Allan Alcorn invented Pong. It spawned and inspired an industry that grew to almost $100 billion, and the technologies used in video games have spread, again, to every aspect of technology, to the point that Microsoft used Cortana, a video game character, to leverage name/brand recognition with gamers in one if it's core products.

Bill Gates, for better or worse, transformed the personal computing industry, and has been on a humanitarian campaign for the last several years.

Setting aside food supply management politics, Robert Fraley introduced the first work on transgenic foods and continues to be a strong contributor to modern food science.

Norman Borlaug. "and is credited with saving over a billion people worldwide from starvation" is the best introduction a human could have.

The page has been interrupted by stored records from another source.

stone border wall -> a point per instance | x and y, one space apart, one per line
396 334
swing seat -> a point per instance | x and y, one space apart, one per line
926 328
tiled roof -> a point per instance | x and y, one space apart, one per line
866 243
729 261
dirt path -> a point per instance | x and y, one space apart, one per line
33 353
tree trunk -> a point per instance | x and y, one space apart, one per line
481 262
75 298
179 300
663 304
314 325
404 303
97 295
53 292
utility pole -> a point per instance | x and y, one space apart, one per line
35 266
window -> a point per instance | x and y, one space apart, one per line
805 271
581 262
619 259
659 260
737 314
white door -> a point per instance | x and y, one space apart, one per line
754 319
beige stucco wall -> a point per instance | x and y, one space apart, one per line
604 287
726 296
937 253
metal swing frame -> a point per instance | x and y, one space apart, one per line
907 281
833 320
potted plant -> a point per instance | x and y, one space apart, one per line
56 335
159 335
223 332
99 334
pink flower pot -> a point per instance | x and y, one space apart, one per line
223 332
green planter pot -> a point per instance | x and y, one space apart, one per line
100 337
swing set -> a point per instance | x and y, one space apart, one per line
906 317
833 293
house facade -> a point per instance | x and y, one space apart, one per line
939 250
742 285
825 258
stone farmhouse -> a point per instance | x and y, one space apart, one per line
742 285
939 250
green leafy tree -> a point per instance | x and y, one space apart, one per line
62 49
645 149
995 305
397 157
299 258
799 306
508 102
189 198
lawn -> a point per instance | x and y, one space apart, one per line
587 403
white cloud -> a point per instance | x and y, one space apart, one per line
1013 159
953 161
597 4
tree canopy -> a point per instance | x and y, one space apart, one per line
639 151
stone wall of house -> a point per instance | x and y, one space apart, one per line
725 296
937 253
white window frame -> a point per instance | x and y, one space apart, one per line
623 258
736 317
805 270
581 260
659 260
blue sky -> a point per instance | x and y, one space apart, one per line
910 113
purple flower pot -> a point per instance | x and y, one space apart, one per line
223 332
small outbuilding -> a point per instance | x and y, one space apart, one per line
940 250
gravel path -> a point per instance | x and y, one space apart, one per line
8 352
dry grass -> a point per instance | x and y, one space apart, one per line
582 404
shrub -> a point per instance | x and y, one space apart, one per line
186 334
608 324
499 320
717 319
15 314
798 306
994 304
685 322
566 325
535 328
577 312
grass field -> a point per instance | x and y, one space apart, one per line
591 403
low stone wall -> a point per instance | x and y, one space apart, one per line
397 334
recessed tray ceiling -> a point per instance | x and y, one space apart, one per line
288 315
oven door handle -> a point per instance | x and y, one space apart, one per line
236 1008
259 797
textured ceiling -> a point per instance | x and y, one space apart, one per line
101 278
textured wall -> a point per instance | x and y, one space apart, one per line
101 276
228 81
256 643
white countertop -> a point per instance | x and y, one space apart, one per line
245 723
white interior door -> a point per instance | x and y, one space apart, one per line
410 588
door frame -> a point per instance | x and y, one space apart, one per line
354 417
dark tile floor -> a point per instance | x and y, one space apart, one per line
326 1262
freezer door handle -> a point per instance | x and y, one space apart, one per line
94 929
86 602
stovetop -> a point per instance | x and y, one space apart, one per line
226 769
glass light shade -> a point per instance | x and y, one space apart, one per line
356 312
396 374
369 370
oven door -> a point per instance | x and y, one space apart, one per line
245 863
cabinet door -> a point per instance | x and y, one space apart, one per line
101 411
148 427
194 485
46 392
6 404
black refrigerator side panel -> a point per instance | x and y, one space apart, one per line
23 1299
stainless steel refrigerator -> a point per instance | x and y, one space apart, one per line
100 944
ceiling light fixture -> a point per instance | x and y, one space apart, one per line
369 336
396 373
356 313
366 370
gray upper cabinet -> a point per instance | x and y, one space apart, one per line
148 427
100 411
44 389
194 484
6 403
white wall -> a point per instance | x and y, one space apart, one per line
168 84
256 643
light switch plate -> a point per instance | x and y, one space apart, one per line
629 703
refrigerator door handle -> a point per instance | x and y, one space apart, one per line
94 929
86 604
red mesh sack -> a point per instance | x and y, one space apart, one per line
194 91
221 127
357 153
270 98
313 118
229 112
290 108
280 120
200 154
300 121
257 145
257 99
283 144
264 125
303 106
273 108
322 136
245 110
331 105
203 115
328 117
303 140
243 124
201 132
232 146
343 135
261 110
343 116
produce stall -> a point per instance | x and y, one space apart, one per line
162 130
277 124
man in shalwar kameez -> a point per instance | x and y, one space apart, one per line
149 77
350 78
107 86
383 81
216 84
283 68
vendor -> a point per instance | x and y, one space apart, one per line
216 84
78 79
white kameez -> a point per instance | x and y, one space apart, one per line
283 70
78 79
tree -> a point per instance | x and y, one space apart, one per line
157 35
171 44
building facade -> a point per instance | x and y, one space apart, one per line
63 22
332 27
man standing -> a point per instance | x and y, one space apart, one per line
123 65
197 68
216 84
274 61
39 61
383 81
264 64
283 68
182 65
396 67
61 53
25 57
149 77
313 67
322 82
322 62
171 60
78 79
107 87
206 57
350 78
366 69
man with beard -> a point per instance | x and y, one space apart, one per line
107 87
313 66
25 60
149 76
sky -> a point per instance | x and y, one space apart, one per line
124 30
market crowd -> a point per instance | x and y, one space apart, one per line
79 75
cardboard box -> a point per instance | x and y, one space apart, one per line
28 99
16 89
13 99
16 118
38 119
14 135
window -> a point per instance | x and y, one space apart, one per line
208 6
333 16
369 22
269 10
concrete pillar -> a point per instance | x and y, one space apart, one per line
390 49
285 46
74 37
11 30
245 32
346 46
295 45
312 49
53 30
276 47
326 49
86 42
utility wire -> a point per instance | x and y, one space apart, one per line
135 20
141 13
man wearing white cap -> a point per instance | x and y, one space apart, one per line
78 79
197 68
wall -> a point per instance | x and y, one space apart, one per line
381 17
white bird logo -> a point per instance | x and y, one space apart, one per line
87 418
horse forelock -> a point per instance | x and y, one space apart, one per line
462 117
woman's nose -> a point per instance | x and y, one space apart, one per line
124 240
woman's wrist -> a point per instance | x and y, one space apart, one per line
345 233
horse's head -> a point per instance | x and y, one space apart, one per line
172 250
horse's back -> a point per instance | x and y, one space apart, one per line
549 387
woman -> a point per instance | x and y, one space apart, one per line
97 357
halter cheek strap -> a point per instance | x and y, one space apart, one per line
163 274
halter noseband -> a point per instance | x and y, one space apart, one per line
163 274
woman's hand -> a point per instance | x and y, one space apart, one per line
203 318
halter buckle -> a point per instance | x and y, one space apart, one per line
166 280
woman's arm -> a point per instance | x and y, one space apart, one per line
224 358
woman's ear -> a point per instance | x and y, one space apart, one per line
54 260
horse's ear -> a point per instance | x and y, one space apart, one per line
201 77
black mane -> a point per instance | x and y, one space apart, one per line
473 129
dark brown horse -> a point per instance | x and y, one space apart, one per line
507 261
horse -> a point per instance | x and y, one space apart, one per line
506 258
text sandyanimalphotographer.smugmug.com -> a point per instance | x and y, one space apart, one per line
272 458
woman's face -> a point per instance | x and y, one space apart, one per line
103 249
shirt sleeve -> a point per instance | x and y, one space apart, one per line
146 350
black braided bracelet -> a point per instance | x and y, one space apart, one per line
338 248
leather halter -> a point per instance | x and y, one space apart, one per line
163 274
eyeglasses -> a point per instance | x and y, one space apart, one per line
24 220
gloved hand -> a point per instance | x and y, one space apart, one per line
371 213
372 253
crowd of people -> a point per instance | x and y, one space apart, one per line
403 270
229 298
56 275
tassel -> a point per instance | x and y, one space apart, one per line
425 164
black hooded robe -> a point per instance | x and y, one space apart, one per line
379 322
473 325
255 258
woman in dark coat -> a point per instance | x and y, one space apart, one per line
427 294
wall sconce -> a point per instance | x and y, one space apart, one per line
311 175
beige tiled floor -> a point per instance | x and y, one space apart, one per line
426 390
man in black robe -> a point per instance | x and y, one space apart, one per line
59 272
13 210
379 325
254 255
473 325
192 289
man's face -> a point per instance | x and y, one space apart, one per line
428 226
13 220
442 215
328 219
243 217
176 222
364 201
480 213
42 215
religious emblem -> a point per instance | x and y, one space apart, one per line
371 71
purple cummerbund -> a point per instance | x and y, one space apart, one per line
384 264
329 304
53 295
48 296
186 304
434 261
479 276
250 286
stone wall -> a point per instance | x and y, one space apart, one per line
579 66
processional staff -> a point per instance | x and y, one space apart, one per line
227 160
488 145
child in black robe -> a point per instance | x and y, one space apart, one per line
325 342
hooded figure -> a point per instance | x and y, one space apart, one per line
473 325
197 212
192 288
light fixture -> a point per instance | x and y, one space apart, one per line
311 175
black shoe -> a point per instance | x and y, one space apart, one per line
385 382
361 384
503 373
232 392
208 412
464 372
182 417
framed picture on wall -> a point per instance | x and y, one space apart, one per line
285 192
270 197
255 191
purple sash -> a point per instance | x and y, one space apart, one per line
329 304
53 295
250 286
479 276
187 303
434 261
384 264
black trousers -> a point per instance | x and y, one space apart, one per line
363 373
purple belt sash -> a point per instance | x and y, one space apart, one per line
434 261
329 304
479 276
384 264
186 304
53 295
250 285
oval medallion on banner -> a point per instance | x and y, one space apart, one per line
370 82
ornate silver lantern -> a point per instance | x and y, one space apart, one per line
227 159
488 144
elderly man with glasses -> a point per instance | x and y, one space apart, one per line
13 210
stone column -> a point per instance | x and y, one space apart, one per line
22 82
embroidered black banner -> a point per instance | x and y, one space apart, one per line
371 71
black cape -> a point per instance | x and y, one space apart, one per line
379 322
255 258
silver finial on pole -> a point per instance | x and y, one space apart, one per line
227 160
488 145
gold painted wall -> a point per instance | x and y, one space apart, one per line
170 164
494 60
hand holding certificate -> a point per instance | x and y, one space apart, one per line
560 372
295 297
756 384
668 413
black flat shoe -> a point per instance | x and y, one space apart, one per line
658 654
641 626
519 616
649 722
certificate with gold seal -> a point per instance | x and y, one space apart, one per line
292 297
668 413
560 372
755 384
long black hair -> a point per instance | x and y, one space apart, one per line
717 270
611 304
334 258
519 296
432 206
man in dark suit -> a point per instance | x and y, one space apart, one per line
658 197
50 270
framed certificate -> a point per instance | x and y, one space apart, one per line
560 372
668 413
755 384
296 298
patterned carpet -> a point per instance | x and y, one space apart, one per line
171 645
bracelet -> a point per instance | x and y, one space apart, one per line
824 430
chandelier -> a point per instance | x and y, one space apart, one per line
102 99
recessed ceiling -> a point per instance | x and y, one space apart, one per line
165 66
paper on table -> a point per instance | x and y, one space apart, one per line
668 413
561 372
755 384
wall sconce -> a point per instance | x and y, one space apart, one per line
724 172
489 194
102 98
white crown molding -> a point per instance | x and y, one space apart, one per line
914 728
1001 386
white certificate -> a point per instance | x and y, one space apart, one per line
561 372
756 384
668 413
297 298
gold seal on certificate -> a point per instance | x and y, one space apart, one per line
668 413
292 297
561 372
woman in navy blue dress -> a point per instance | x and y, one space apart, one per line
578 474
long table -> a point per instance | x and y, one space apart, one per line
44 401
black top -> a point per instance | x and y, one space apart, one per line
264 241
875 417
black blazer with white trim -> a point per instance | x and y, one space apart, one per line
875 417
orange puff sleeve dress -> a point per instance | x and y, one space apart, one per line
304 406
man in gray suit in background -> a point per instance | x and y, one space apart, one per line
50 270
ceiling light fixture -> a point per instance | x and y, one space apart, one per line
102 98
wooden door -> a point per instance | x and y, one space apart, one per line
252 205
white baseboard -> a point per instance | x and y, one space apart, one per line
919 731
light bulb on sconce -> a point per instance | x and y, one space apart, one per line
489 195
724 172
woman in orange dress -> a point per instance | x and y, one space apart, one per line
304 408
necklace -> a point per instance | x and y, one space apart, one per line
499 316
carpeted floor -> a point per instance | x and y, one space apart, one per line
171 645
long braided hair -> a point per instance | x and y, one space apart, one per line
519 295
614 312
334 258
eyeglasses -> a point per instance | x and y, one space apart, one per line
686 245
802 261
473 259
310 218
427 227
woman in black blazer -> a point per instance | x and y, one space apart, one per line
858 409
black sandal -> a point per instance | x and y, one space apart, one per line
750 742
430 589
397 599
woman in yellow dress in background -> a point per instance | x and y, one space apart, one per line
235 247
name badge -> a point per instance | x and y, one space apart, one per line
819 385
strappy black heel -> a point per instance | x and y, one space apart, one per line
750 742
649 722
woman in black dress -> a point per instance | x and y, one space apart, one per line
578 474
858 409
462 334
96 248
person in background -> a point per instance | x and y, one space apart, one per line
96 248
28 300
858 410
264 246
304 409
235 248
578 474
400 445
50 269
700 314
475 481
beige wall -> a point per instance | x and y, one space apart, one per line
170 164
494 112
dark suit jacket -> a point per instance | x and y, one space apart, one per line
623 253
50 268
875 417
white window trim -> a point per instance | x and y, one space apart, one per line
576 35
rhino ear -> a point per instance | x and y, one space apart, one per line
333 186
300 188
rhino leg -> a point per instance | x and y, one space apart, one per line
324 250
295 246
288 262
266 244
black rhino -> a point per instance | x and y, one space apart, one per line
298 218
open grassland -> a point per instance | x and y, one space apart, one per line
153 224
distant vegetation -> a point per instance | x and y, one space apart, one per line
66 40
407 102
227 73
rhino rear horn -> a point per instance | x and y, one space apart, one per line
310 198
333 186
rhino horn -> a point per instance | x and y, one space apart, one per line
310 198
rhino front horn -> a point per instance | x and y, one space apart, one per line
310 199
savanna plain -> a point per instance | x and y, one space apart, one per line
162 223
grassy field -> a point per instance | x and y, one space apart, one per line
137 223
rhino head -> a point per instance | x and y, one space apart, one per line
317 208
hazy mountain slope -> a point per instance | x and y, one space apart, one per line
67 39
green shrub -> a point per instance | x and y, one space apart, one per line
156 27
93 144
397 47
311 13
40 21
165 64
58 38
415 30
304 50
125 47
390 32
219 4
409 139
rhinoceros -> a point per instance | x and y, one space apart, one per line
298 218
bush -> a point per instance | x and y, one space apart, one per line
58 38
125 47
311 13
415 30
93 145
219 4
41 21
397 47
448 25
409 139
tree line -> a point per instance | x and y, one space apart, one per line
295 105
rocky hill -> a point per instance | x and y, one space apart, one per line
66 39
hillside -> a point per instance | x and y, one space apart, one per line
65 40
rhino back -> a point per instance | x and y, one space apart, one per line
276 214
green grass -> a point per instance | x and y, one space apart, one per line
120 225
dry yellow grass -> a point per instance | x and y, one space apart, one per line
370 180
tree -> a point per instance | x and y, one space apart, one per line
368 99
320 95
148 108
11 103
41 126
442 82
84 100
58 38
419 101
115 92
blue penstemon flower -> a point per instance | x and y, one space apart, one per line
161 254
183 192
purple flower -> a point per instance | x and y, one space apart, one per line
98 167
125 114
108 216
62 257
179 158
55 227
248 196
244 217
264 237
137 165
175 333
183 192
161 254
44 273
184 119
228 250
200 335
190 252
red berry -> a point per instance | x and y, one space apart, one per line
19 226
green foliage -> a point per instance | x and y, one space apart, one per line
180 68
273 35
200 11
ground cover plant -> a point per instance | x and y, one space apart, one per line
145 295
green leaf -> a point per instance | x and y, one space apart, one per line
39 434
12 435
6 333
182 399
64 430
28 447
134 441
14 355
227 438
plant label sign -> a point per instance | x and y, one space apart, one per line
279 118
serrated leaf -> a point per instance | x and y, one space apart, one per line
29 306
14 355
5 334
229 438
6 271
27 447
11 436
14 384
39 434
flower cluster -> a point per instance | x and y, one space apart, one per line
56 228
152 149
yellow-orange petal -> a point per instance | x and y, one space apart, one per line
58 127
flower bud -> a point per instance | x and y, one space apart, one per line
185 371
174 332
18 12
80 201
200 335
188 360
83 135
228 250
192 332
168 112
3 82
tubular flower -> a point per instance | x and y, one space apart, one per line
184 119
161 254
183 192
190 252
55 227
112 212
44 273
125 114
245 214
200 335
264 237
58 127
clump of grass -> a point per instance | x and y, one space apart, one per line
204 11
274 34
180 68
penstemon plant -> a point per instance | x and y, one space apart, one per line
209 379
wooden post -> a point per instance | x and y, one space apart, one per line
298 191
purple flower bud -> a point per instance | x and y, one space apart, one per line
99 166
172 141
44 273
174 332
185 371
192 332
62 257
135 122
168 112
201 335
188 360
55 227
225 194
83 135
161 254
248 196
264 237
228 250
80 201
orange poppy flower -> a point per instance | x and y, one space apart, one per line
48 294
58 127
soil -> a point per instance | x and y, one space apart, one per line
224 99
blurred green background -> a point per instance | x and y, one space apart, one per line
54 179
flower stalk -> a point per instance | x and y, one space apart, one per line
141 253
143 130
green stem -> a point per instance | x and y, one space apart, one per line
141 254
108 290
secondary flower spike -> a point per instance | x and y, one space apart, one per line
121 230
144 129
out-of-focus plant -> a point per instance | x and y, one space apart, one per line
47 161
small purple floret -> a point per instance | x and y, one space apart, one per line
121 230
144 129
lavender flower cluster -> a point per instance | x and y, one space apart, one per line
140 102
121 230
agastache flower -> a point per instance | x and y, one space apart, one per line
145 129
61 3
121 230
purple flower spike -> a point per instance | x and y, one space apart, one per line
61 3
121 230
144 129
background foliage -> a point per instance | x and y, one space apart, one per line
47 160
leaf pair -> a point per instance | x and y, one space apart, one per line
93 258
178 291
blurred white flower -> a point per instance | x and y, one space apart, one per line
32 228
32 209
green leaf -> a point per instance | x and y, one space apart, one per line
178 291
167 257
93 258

If you don't know who he is or what he did, you owe it to yourself to learn more :)

Moving on to relative contemporaries:

Linus Torvalds made Linux, which as you may have heard, has impacted technology a bit.

Tim Berners-Lee and Robert Cailliau basically invented the web and inspired the modern web.

On the tech and financial side, Mark Zuckerberg has done quite well with Facebook, and for better or worse is driving connectivity into unconnected parts of the world.

Elon Musk is a visionary, and is pretty cool, but he is not exactly once-in-a-generation.

1 comments

sorry, but those people are just not on the same level.
I literally laughed out loud at this. Obviously greatness is subjective, but you are really reaching if you think someone saving a billion lives isn't 'on the same level' as Elon Musk who has yet to go to the moon (although I'm sure he will), who has yet to make a profitable car company (this one I'm not so sure about), who has yet to change the energy infrastructure of the world (he's chipping away at this one steadily).

The important thing about history is it's written after the fact. If Elon Musk died today he would be remembered for his work at PayPal and starting several ambitious companies before they achieved financial success. I'd wager that if he died today all of his companies would fail and he would be remembered for trying to do too much and working himself to death before he achieved his goals. He could very well end up as a Greek tragedy.

If you say this about a number of the people on that list, you're going to say that about anyone from this generation.